Stando alla disposizione normativa in vigore, è compito dei membri stessi eleggere un presidente entro dieci giorni dall’avvenuta nomina.
Il successivo art. 41 stabilisce i poteri in capo al comitato di vigilanza ed autorizzazione rispetto all’operato del curatore ed all’adozione degli atti adottati dallo stesso nell’esplicarsi delle sue funzioni, successivamente lo stesso articolo riconosce come agli stessi membri spetti un compenso nelle forme e nei modi riconosciuti dall’art. 37 bis terzo comma.
Da un punto di vista sostanziale, per capire l’importanza del ruolo del comitato dei creditori nella procedura di fallimento occorre fare riferimento ad un caso recentemente disciplinato in Cassazione (Cass. Civ., Ord. Sez. I, n. 5672/2021): stando all’orientamento sancito dagli art. 31 e 32 Legge fallimentare, il curatore “ha l’amministrazione del patrimonio fallimentare e possibilità di delegare ad altri specifiche operazioni, previa autorizzazione del comitato dei creditori”.
La Corte d’Appello di Bologna, nel Decreto di Rigetto n. 457/2020 del 15.01.2020, applica in concreto l’art. 125 comma 2 L.F., stabilendo che “è preclusa la legittimazione all’opposizione all’omologazione del concordato fallimentare al creditore che non faccia pervenire la propria dichiarazione di dissenso in cancelleria ex art. 125 comma L.F., ribadendo come in tema di concordato fallimentare assuma rilevanza “il profilo dell’osservanza degli adempimenti prescritti e della correttezza dell’informazione fornita ai creditori attraverso la relazione giurata ed i pareri richiesti all’art. 125 Legge Fallimentare, nonché la verifica delle condizioni approvate nei limiti imposti dalla ragionevole finalità di assicurare un equilibrio tra i diritti del debitore e le legittime pretese dei creditori”.

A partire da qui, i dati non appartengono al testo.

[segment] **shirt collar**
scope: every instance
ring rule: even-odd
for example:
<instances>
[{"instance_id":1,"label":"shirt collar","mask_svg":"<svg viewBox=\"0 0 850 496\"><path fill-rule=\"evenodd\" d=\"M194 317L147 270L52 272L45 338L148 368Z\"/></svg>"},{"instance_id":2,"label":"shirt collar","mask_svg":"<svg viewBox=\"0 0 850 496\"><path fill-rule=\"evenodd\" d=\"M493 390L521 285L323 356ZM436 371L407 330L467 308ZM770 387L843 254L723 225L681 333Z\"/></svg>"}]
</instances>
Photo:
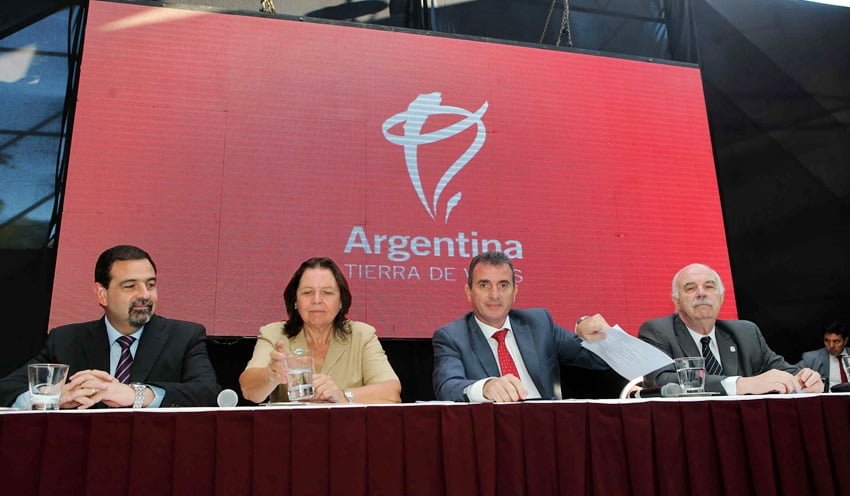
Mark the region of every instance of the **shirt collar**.
<instances>
[{"instance_id":1,"label":"shirt collar","mask_svg":"<svg viewBox=\"0 0 850 496\"><path fill-rule=\"evenodd\" d=\"M106 315L103 316L103 321L106 323L106 335L109 337L109 346L112 346L113 344L115 344L115 341L118 341L118 338L123 336L123 334L121 334L118 331L118 329L113 327L113 325L109 322L109 319L106 317ZM128 334L128 336L131 336L131 337L135 338L136 341L138 341L138 340L142 339L142 332L144 332L144 330L145 330L145 326L139 327L138 331L136 331L132 334Z\"/></svg>"},{"instance_id":2,"label":"shirt collar","mask_svg":"<svg viewBox=\"0 0 850 496\"><path fill-rule=\"evenodd\" d=\"M700 333L696 332L695 330L691 329L688 326L685 326L685 327L688 329L688 332L691 333L691 339L693 339L695 343L700 343L702 338L704 338L706 336L710 337L712 342L716 341L715 338L714 338L714 331L717 330L716 325L711 328L711 332L709 332L708 334L700 334Z\"/></svg>"},{"instance_id":3,"label":"shirt collar","mask_svg":"<svg viewBox=\"0 0 850 496\"><path fill-rule=\"evenodd\" d=\"M481 322L481 320L478 319L477 315L474 315L474 317L475 317L475 323L478 324L478 327L481 329L481 332L484 334L485 338L492 337L495 332L500 331L502 329L510 329L511 332L513 332L513 328L511 327L511 316L510 315L505 317L505 323L502 325L502 327L499 327L499 328L496 328L496 327L493 327L491 325L487 325L484 322Z\"/></svg>"}]
</instances>

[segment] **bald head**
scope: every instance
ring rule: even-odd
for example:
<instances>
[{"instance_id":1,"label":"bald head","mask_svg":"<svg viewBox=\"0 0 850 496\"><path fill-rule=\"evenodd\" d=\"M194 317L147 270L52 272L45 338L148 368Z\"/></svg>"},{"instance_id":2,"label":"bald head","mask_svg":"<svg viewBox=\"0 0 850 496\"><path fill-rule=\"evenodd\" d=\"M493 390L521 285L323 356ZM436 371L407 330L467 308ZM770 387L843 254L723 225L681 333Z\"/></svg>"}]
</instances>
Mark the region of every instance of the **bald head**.
<instances>
[{"instance_id":1,"label":"bald head","mask_svg":"<svg viewBox=\"0 0 850 496\"><path fill-rule=\"evenodd\" d=\"M708 334L723 305L723 282L711 267L699 263L683 267L673 277L673 305L689 328Z\"/></svg>"},{"instance_id":2,"label":"bald head","mask_svg":"<svg viewBox=\"0 0 850 496\"><path fill-rule=\"evenodd\" d=\"M726 289L723 287L723 281L720 280L720 276L717 272L709 267L708 265L703 265L700 263L692 263L690 265L686 265L679 269L679 272L676 272L676 275L673 276L673 298L679 297L679 279L683 276L683 274L691 271L708 271L714 275L714 280L717 282L718 292L722 295Z\"/></svg>"}]
</instances>

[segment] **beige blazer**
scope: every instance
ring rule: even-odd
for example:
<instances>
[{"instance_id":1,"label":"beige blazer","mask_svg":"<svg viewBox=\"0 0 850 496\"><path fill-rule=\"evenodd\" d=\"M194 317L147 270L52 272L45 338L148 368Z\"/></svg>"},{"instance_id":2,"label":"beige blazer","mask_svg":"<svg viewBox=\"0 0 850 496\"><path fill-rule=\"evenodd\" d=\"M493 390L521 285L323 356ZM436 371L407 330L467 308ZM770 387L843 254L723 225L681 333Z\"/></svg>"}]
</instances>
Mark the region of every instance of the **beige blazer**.
<instances>
[{"instance_id":1,"label":"beige blazer","mask_svg":"<svg viewBox=\"0 0 850 496\"><path fill-rule=\"evenodd\" d=\"M322 374L331 376L340 389L349 389L377 382L398 380L398 376L390 366L387 355L378 342L375 328L363 322L354 320L351 323L351 334L341 341L336 334L331 337L328 353L322 363ZM307 348L307 337L299 332L294 338L287 338L283 333L286 322L272 322L260 328L254 355L246 368L267 367L270 361L269 353L274 349L274 343L283 340L289 350ZM287 401L286 388L278 386L272 391L270 401Z\"/></svg>"}]
</instances>

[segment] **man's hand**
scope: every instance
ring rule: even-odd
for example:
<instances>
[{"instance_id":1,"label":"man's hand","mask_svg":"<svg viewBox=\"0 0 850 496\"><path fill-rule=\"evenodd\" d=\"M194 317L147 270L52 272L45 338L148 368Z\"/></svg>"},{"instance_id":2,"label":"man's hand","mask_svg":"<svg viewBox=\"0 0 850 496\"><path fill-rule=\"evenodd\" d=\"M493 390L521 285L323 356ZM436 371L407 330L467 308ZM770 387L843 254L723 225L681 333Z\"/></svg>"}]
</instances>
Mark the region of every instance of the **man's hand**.
<instances>
[{"instance_id":1,"label":"man's hand","mask_svg":"<svg viewBox=\"0 0 850 496\"><path fill-rule=\"evenodd\" d=\"M484 383L482 393L485 398L496 403L520 401L528 396L528 391L525 390L522 381L517 379L513 374L490 379Z\"/></svg>"},{"instance_id":2,"label":"man's hand","mask_svg":"<svg viewBox=\"0 0 850 496\"><path fill-rule=\"evenodd\" d=\"M812 369L800 369L794 380L797 382L797 389L804 393L823 392L823 379Z\"/></svg>"},{"instance_id":3,"label":"man's hand","mask_svg":"<svg viewBox=\"0 0 850 496\"><path fill-rule=\"evenodd\" d=\"M93 375L94 372L105 374L100 370L81 370L71 376L62 386L59 408L85 409L100 401L99 395L106 390L107 385L93 380L97 377ZM109 376L109 374L106 375Z\"/></svg>"},{"instance_id":4,"label":"man's hand","mask_svg":"<svg viewBox=\"0 0 850 496\"><path fill-rule=\"evenodd\" d=\"M585 341L598 341L605 339L602 331L610 327L605 317L597 313L576 324L576 335Z\"/></svg>"},{"instance_id":5,"label":"man's hand","mask_svg":"<svg viewBox=\"0 0 850 496\"><path fill-rule=\"evenodd\" d=\"M772 369L753 377L740 377L735 383L738 394L793 393L799 381L788 372ZM823 387L823 385L821 385Z\"/></svg>"}]
</instances>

Fermo restando l’obbligo in capo al giudice delegato, ai sensi dell’art. 125 comma 2 l.fall, di disporre un termine non inferiore a venti e non superiore a trenta giorni entro il quale i creditori devono far pervenire in cancelleria del Tribunale una dichiarazione di dissenso.

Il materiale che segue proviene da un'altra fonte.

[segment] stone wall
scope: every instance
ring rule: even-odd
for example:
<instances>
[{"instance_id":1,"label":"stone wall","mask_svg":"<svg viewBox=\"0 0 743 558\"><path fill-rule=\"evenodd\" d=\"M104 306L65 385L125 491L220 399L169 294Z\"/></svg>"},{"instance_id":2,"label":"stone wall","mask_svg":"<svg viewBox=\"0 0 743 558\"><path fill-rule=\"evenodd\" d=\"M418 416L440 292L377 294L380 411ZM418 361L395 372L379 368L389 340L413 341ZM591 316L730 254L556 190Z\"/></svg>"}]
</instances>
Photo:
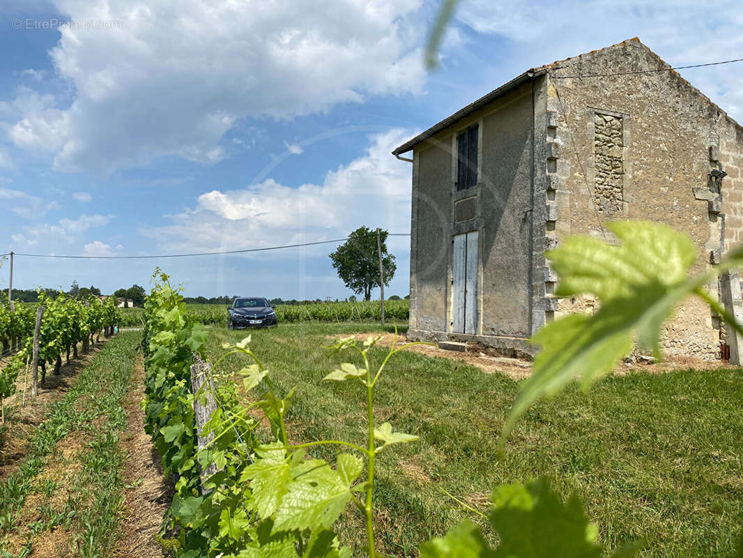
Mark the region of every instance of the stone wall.
<instances>
[{"instance_id":1,"label":"stone wall","mask_svg":"<svg viewBox=\"0 0 743 558\"><path fill-rule=\"evenodd\" d=\"M562 153L554 162L545 161L548 187L554 191L550 246L571 234L612 242L606 222L651 219L692 239L699 254L692 271L701 272L720 260L730 239L740 238L743 201L737 200L743 180L737 179L739 173L720 185L710 178L718 163L727 164L718 161L723 155L710 150L720 143L722 121L731 126L725 132L730 143L722 142L729 146L728 159L743 164L741 128L718 107L672 71L559 79L667 67L633 40L561 61L551 70L548 109L556 125L551 141ZM739 173L730 169L733 175ZM737 212L732 222L724 214L727 199L738 204L730 205L730 213ZM549 293L559 278L548 262L546 275L552 280L547 283ZM710 286L718 292L716 281ZM590 297L558 300L548 294L545 303L548 320L595 307ZM719 358L719 321L704 303L690 299L669 320L661 344L666 355Z\"/></svg>"},{"instance_id":2,"label":"stone wall","mask_svg":"<svg viewBox=\"0 0 743 558\"><path fill-rule=\"evenodd\" d=\"M622 209L624 161L622 118L594 114L594 202L598 211L614 214Z\"/></svg>"}]
</instances>

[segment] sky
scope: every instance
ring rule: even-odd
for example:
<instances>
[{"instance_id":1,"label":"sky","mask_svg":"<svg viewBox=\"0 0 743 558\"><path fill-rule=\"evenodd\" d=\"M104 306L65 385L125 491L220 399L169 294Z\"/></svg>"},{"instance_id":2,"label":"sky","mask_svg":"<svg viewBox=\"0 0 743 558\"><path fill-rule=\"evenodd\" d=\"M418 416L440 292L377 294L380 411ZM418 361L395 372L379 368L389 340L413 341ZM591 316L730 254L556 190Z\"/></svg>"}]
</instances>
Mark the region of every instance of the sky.
<instances>
[{"instance_id":1,"label":"sky","mask_svg":"<svg viewBox=\"0 0 743 558\"><path fill-rule=\"evenodd\" d=\"M24 0L0 6L0 253L151 255L410 228L392 149L524 71L639 36L673 65L743 58L743 10L687 0ZM682 70L743 121L743 63ZM19 256L13 286L110 293L158 266L188 296L345 298L336 245L239 256ZM409 240L391 238L409 289ZM7 289L8 263L0 268ZM378 296L378 291L374 296Z\"/></svg>"}]
</instances>

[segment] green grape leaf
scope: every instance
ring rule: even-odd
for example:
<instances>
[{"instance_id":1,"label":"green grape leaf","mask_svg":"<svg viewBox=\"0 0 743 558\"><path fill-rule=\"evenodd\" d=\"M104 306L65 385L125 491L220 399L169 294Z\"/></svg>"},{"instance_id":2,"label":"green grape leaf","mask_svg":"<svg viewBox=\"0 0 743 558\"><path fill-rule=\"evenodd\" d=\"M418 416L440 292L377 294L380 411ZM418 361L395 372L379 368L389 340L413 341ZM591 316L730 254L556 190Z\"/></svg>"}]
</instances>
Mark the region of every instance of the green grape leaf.
<instances>
[{"instance_id":1,"label":"green grape leaf","mask_svg":"<svg viewBox=\"0 0 743 558\"><path fill-rule=\"evenodd\" d=\"M174 441L185 431L186 426L180 420L175 424L169 424L166 426L163 426L160 429L160 433L162 433L163 437L165 438L165 441L168 443Z\"/></svg>"},{"instance_id":2,"label":"green grape leaf","mask_svg":"<svg viewBox=\"0 0 743 558\"><path fill-rule=\"evenodd\" d=\"M642 347L659 357L663 321L709 278L687 278L695 256L686 235L649 222L606 226L620 246L576 237L547 254L557 272L557 294L593 292L601 298L600 310L557 320L533 336L531 341L541 350L504 425L502 443L536 401L556 394L574 379L585 389L611 372L632 350L635 336Z\"/></svg>"},{"instance_id":3,"label":"green grape leaf","mask_svg":"<svg viewBox=\"0 0 743 558\"><path fill-rule=\"evenodd\" d=\"M351 499L351 484L361 472L354 459L342 458L340 471L320 459L293 463L294 480L276 510L273 532L329 529L343 513Z\"/></svg>"},{"instance_id":4,"label":"green grape leaf","mask_svg":"<svg viewBox=\"0 0 743 558\"><path fill-rule=\"evenodd\" d=\"M204 347L207 337L209 337L209 330L206 326L204 324L194 324L191 335L186 340L186 344L192 351L195 352Z\"/></svg>"},{"instance_id":5,"label":"green grape leaf","mask_svg":"<svg viewBox=\"0 0 743 558\"><path fill-rule=\"evenodd\" d=\"M546 478L496 488L489 517L500 537L493 558L591 558L603 551L578 498L564 503Z\"/></svg>"},{"instance_id":6,"label":"green grape leaf","mask_svg":"<svg viewBox=\"0 0 743 558\"><path fill-rule=\"evenodd\" d=\"M421 558L486 558L493 551L479 528L464 521L444 537L435 537L421 546Z\"/></svg>"},{"instance_id":7,"label":"green grape leaf","mask_svg":"<svg viewBox=\"0 0 743 558\"><path fill-rule=\"evenodd\" d=\"M272 527L270 519L262 523L254 540L243 547L238 558L296 558L296 539L286 533L274 533Z\"/></svg>"},{"instance_id":8,"label":"green grape leaf","mask_svg":"<svg viewBox=\"0 0 743 558\"><path fill-rule=\"evenodd\" d=\"M418 436L410 434L393 432L392 425L389 423L384 423L379 428L374 429L374 437L375 440L380 440L384 442L383 446L377 448L377 452L381 450L382 448L392 443L407 443L408 442L415 442L418 439Z\"/></svg>"},{"instance_id":9,"label":"green grape leaf","mask_svg":"<svg viewBox=\"0 0 743 558\"><path fill-rule=\"evenodd\" d=\"M173 498L173 507L177 505L176 516L181 522L181 525L189 527L193 523L197 522L201 504L204 503L204 496L187 496L182 499Z\"/></svg>"},{"instance_id":10,"label":"green grape leaf","mask_svg":"<svg viewBox=\"0 0 743 558\"><path fill-rule=\"evenodd\" d=\"M258 515L266 519L276 511L282 498L288 492L291 467L285 458L284 446L279 442L260 446L256 449L256 453L261 458L243 469L240 481L250 481L251 503Z\"/></svg>"},{"instance_id":11,"label":"green grape leaf","mask_svg":"<svg viewBox=\"0 0 743 558\"><path fill-rule=\"evenodd\" d=\"M343 382L348 378L360 378L366 375L364 368L357 368L350 362L344 362L340 365L340 369L336 368L322 379L335 380Z\"/></svg>"}]
</instances>

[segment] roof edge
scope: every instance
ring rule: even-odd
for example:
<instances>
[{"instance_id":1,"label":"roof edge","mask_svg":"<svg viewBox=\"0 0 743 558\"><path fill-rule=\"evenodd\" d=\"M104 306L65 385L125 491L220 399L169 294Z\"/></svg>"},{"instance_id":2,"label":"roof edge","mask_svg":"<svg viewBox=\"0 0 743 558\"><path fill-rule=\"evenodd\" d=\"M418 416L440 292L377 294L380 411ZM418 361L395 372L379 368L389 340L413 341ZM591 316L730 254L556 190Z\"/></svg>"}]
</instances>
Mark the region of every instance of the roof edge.
<instances>
[{"instance_id":1,"label":"roof edge","mask_svg":"<svg viewBox=\"0 0 743 558\"><path fill-rule=\"evenodd\" d=\"M453 115L444 118L438 124L434 124L425 132L423 132L422 133L420 133L418 135L416 135L412 140L406 141L399 147L395 148L395 150L392 151L392 155L397 156L402 153L407 153L408 151L410 151L413 147L415 147L418 144L425 141L426 139L433 136L438 132L441 132L444 128L449 127L450 125L452 125L457 121L461 120L467 115L474 112L475 111L484 106L489 103L493 102L499 97L501 97L505 94L506 93L515 89L516 87L522 85L522 83L525 83L527 81L530 81L534 79L535 77L538 77L539 76L544 75L546 73L547 73L547 68L545 67L539 68L531 68L527 70L521 75L516 76L513 80L511 80L509 82L507 82L506 83L504 83L498 89L493 89L487 94L481 97L479 99L474 101L473 103L470 103L464 109L460 109Z\"/></svg>"}]
</instances>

In merito allo stabilirsi del compenso che spetterà al curatore fallimentare, occorre richiamare un recente orientamento della Corte Suprema (Cass.Civ., Sez.VI, n. 20430/2019), secondo cui “la liquidazione del compenso del curatore va specificamente motivata mediante l’indicazione dei criteri seguiti ai sensi dell’art. 39 in relazione alla disciplina richiamata, risultando altrimenti nullo il decreto di liquidazione”.
Quid iuris in riferimento al compenso per il comitato?
La normativa di riferimento è l’art. 37 bis terzo comma Legge Fallimentare, che prevede che una volta stabilito il compenso nei confronti del curatore il giudice delegato provvederà a fissare, nei confronti dei membri del comitato dei creditori, un compenso in misura non superiore al dieci per cento liquidato al curatore, compenso che dovrà essere ripartito in parti eguali tra i membri del comitato.
Per quanto concerne la procedura di liquidazione del compenso, occorre notare come non ci sia una legge che preveda espressamente la determinazione della liquidazione dei membri del comitato: stando ad un’interpretazione largamente diffusa in dottrina, trova applicazione la disciplina dell’art. 39 Legge Fallimentare, secondo cui la liquidazione va erogata prima dell’esecuzione del concordato, anche nei riguardi del comitato dei creditori.